El siglo XVIII también se muestra dividido. En 1744, en Ámsterdam, el autor de la Controversia sobre el alma de la mujer declara que «la mujer, creada únicamente para el hombre, cesará de ser al término del mundo, porque dejará de ser útil para el objeto con que fue creada, de donde se infiere necesariamente que su alma no es inmortal». De una manera un poco menos radical, Rousseau, que se hace aquí intérprete de la burguesía, consagra la mujer a su marido y a la maternidad. «Toda la educación de la mujer debe ser relativa al hombre... La mujer está hecha para ceder al hombre y para soportar sus injusticias», afirma. Sin embargo, el ideal democrático e individualista del siglo XVIII es favorable a las mujeres, que para la mayoría de los filósofos son seres humanos iguales a los del sexo fuerte. Voltaire denuncia la injusticia de su suerte. Diderot considera que su inferioridad ha sido en gran parte hecha por la sociedad. «¡Mujeres, os compadezco!», escribe. Considera que: «En todas las costumbres, la crueldad de las leyes civiles se ha concitado con la crueldad de la Naturaleza contra las mujeres, que han sido tratadas como seres imbéciles.» Montesquieu estima, paradójicamente, que las mujeres deberían estar subordinadas al hombre en la vida del hogar, pero que todo las dispone para una acción política. «Es contrario a la razón y la Naturaleza que las mujeres sean amas de casa... No lo es que gobiernen un imperio.» Helvecio sostiene que es lo absurdo de su educación lo que crea la inferioridad de la mujer, y D'Alambert comparte esa opinión. En una mujer, madame de Ciray, se ve apuntar tímidamente un feminismo económico. Mas, aparte de Mercier en su Tableau de Paris, apenas hay otro que se indigne ante la miseria de las obreras y que aborde así la cuestión fundamental del trabajo femenino. Condorcet quiere que las mujeres tengan acceso a la vida política.

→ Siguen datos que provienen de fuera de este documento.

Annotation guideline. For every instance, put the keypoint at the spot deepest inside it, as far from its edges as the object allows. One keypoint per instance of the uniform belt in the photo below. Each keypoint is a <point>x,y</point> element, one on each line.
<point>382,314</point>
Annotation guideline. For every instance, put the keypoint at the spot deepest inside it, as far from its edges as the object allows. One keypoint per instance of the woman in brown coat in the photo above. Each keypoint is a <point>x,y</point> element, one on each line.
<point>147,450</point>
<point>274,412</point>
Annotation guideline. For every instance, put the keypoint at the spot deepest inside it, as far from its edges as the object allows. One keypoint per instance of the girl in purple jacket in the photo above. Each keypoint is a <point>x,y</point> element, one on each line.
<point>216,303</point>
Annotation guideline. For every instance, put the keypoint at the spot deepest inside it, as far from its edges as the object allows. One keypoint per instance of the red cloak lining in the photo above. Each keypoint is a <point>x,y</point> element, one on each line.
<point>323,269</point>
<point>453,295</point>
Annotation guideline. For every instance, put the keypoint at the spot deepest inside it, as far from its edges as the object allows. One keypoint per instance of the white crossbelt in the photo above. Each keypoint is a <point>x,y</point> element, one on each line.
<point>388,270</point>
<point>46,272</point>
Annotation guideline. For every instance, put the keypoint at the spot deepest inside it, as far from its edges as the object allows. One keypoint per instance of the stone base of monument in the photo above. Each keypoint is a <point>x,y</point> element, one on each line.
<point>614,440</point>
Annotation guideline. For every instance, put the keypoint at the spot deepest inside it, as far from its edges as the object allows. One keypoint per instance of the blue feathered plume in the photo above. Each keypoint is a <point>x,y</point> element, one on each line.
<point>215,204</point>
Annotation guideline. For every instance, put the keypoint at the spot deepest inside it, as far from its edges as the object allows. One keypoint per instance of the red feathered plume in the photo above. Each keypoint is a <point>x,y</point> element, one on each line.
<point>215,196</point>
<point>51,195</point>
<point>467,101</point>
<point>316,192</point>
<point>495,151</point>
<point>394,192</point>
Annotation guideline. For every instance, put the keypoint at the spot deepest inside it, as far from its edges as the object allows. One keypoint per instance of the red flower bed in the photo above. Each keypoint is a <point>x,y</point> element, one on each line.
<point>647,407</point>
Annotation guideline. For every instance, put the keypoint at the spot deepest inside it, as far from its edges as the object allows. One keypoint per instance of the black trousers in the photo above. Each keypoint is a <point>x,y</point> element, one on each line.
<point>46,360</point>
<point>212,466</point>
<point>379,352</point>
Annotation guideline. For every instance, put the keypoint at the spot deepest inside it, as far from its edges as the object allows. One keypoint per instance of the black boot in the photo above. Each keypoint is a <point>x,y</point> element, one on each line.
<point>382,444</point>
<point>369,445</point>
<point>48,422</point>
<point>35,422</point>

Las considera como iguales al hombre y las defiende contra los ataques clásicos: «Se ha dicho que las mujeres... carecían de un adecuado sentimiento de la justicia, que más bien obedecían a sus sentimientos que a su conciencia... (Pero) la educación y la existencia social son las causantes de esa diferencia, no la Naturaleza.» Y en otro lugar: «Cuanto más esclavizadas han sido las mujeres por las leyes, más peligroso ha sido su imperio... Ese imperio disminuiría si las mujeres tuviesen menos interés en conservarlo, si dejase de ser para ellas el único medio de defenderse y escapara la opresión.»